We have created this list to honor today’s courageous, much-needed Black writers, arranged in no specific order, followed by their handle, publisher, or book title to help folks understand the writer’s scope, and the lively interaction between the writers themselves in relation to over two centuries of Black-authored publications. The Black Experience and Its Writers, twenty-eight writers and their works receive primary attention. The twenty-eight blogs, timelines, and publications include men, women, queers, and transgendered. The list’s organization (by date of a recent, thought-provoking tweet, online article, or publication) reflects the important stages in the evolution of the development of Black content, since the inception of the BLM movement.
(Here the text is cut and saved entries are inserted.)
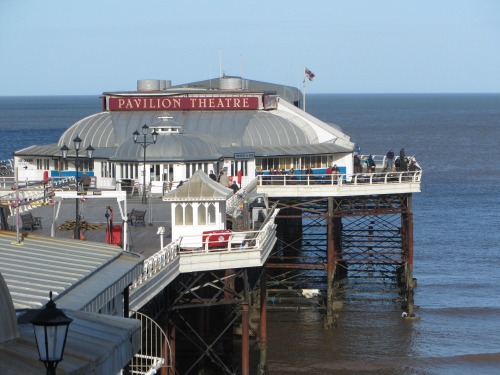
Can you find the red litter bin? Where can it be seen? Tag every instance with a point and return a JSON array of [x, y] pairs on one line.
[[216, 238], [116, 238]]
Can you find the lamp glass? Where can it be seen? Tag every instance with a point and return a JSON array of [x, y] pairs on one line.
[[51, 329], [77, 141], [90, 151], [64, 151]]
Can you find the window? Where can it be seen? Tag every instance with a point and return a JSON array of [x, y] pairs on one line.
[[179, 215], [202, 214], [188, 215], [211, 213]]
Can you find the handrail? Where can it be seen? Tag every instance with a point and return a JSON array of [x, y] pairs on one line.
[[340, 179], [163, 258]]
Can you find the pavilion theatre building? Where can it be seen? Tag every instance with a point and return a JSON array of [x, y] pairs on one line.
[[229, 124]]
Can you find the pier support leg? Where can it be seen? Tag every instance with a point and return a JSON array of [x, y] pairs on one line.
[[263, 326], [245, 340], [171, 359], [329, 321], [408, 255]]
People of noncolor need guidance in learning how to read stories written by Black writers intelligently and how to respond to them coherently. We recommend that readers concentrate on writer, Alicia Garza, Co-founder of Black Lives Matter. It’s important the readers review Alicia Garza’s speeches and writing, especially if one is not familiar with the movement.
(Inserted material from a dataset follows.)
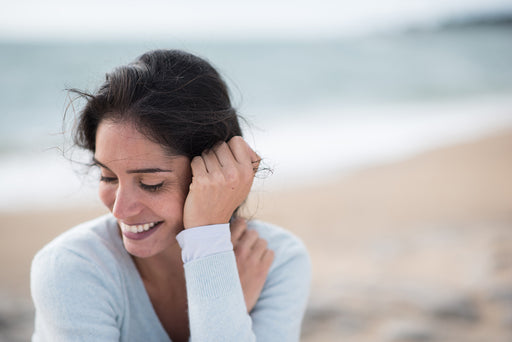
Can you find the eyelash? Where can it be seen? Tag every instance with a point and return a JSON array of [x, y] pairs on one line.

Opal Tometi, @opalayo Gillian B. White, The Atlantic Dan Green, Michigan In Color Robert Green II, The Society for U.S. Intellectual History Crystal Marie Fleming, Resurrecting Slaves Mary Ratcliff, SF Bay View Jessica Care More, Sunlight Through Bullet Holes Ta-Nehisi Coats, The Atlantic Austin McCoy, Ann Arbor to Ferguson Patrisse Cullors, @osope Toni Love, The Black Body Jerome S. Nichols, Let's Talk About Sex Shaadi Devereaux, Black Girl Dangerous Jennifer White, Michigan Radio Michael David Marshall, @directedbymike Janet Mock, Redefining Realness Tony Morgan, Radical Washtenaw DeRay Mckesson, @deray Jeremy Allen, Mlive Amanda Alexander, @A_S_Alexander Katrease Stafford, The Detroit Free Press Darius Simpson, @wordplayfordays Jelani Cobb, The New Yorker Montgomery Jones, Film Obsession Errin Whack, Associated Press Sofia Quintero, The Huffington Post Hilton Als, White Girls
The above list of Black writers focus on the following themes (but not limited to): state violence, police brutality, for-profit development, gentrification, use-of-force continuum, concentrated poverty, the black body, liberation, social equity, fair housing, African-American culture, decolonization, public education, and food access. Like our 19th-century Black writers, today’s bloggers, journalists, and poets are still trying to denounce white gaze, white silence, and white supremacy.